Three alternative ways to charge your iPod
Whether you're heading on a camping expedition or simply fancy boosting your eco credentials, you’ll be pleased to know that charging iPods, phones and other portable gadgets no longer requires a power socket. Here are our top three alternatives.
3. Put a spring in your step
Several different companies have designed devices to capture the energy created as you move around – known as kinetic energy.
These gadgets use induction, also called the Faraday effect, according to which moving a conductor inside magnetic field generates a current. As you walk, jog or even dance around, a metal component and a magnet are shaken about and their movement relative to each other creates an electrical current.
Find related websites on kinetic energy with physics.org.
2. Solar powered swimwear
If you fancy a more laid back way of generating electricity, the solar powered bikini may fit the bill. Perhaps the ultimate in geek chic, this invention allows you to power up your electronics whilst basking in the sun. On the downside, the solar cells won’t withstand a dip in the pool, so you might be better off sticking to traditional solar panels. Portable solar energy chargers are now widely available and are proving just as useful for powering telecommunications appliances in remote areas of the world as for topping up your iPod battery on the beach.

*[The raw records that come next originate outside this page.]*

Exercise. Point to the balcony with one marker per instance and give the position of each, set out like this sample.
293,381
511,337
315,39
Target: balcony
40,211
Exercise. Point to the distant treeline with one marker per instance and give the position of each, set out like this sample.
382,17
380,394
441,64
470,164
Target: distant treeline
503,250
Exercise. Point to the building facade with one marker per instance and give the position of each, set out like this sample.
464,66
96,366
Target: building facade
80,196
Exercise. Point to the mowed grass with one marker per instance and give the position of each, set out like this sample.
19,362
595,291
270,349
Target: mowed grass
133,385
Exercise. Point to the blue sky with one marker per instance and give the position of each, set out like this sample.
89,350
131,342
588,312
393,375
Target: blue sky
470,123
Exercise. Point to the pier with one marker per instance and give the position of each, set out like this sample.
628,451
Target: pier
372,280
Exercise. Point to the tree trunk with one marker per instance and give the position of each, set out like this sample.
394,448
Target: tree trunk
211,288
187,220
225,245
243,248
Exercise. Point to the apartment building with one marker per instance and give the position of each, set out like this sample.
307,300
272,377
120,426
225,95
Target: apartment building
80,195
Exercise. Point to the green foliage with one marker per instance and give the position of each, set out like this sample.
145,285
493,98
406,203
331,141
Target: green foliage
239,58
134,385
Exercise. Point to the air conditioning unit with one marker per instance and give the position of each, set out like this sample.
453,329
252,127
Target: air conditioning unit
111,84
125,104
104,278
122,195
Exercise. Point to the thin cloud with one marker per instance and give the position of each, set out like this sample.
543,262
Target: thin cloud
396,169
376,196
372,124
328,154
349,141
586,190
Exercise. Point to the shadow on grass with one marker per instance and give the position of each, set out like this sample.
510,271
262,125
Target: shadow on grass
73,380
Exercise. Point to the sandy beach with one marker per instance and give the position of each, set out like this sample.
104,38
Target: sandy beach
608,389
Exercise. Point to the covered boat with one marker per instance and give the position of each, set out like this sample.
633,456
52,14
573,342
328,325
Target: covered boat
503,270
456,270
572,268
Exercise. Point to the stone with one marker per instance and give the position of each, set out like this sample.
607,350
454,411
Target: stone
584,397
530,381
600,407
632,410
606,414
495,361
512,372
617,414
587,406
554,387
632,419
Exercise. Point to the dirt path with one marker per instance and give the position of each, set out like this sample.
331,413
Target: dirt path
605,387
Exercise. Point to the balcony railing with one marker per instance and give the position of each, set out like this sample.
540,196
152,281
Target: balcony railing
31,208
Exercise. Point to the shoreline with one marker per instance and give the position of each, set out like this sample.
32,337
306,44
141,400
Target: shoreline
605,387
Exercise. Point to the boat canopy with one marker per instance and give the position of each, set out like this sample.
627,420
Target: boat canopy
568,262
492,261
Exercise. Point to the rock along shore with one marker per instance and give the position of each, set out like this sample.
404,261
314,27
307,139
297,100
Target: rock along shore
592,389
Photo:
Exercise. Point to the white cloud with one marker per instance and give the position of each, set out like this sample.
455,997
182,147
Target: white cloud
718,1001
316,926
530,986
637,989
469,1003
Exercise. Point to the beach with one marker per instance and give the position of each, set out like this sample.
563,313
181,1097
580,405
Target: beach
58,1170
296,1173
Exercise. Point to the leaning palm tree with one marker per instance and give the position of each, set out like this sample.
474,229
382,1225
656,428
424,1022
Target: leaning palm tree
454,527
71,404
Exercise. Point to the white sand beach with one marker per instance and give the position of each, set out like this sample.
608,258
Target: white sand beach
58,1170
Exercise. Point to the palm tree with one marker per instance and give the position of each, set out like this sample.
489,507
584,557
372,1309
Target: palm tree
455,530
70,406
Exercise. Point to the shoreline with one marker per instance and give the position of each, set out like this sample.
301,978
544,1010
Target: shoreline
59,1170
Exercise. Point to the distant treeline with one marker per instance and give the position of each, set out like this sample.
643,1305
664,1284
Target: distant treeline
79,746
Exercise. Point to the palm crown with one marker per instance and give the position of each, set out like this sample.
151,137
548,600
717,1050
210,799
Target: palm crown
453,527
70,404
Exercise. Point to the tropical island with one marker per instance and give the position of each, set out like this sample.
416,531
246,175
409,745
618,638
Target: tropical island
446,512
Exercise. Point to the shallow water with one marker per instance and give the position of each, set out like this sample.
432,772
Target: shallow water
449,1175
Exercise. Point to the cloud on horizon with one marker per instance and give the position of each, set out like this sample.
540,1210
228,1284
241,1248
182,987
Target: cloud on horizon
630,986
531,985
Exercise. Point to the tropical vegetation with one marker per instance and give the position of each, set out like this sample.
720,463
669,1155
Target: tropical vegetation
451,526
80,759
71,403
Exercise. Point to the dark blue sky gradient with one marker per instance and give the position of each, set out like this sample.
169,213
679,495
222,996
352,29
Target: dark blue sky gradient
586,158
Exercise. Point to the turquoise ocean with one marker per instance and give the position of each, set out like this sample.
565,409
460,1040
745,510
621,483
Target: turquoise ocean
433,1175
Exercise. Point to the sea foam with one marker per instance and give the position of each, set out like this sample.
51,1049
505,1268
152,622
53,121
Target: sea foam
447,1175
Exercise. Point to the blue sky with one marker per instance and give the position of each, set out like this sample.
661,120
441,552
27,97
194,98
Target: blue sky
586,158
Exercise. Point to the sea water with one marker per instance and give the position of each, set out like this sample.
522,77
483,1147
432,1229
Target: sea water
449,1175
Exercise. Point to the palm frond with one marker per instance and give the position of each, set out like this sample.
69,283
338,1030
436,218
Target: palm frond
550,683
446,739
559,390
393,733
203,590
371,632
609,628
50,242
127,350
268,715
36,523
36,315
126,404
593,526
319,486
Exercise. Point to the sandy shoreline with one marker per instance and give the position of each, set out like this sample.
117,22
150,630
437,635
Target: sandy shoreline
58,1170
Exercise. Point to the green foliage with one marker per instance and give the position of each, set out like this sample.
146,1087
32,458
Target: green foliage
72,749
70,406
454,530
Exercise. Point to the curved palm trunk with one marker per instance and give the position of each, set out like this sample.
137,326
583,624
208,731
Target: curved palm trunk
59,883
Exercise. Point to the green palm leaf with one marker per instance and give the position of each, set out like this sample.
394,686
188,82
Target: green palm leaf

If sunny spells are few and far between, how about wind power? If you have a bike, you can even produce a breeze of your own by fixing a turbine on the handlebars. Like the kinetic energy harvesters, wind turbines rely on induction to turn mechanical energy into electricity.
1. Hamster power
Is your hamster keeping you awake at night? There’s not much we can do about that, but new technology can convert your rodent’s wriggles into electricity.
To this end, researchers from Georgia Tech Univeristy kitted a few helpful hamsters out in miniature waistcoats containing tiny wires. These produce power in the form of piezoelectricity, created when certain materials are bent and then relaxed.
Armies of hamsters are unlikely to provide tomorrow’s energy, but make good test subjects for studying power generation from what is known as biomechanical energy. In the long run, the movement of your fingers on the keypad or the vibrations created by your voice could power your phone.
Find related websites on piezoelectricity with physics.org
And one that won’t work…
A widespread hoax online claims to show how you can charge your iPod with an onion, a few wires and a bottle of energy drink. Whilst this video is fake, it is possible to generate an electric current using fruit and veg, with citrus fruits giving the best results. The trouble is, the electrical current produced is however unlikely to be enough to charge your iPod. With one lemon, the best you’ll be able to do is light up an LED.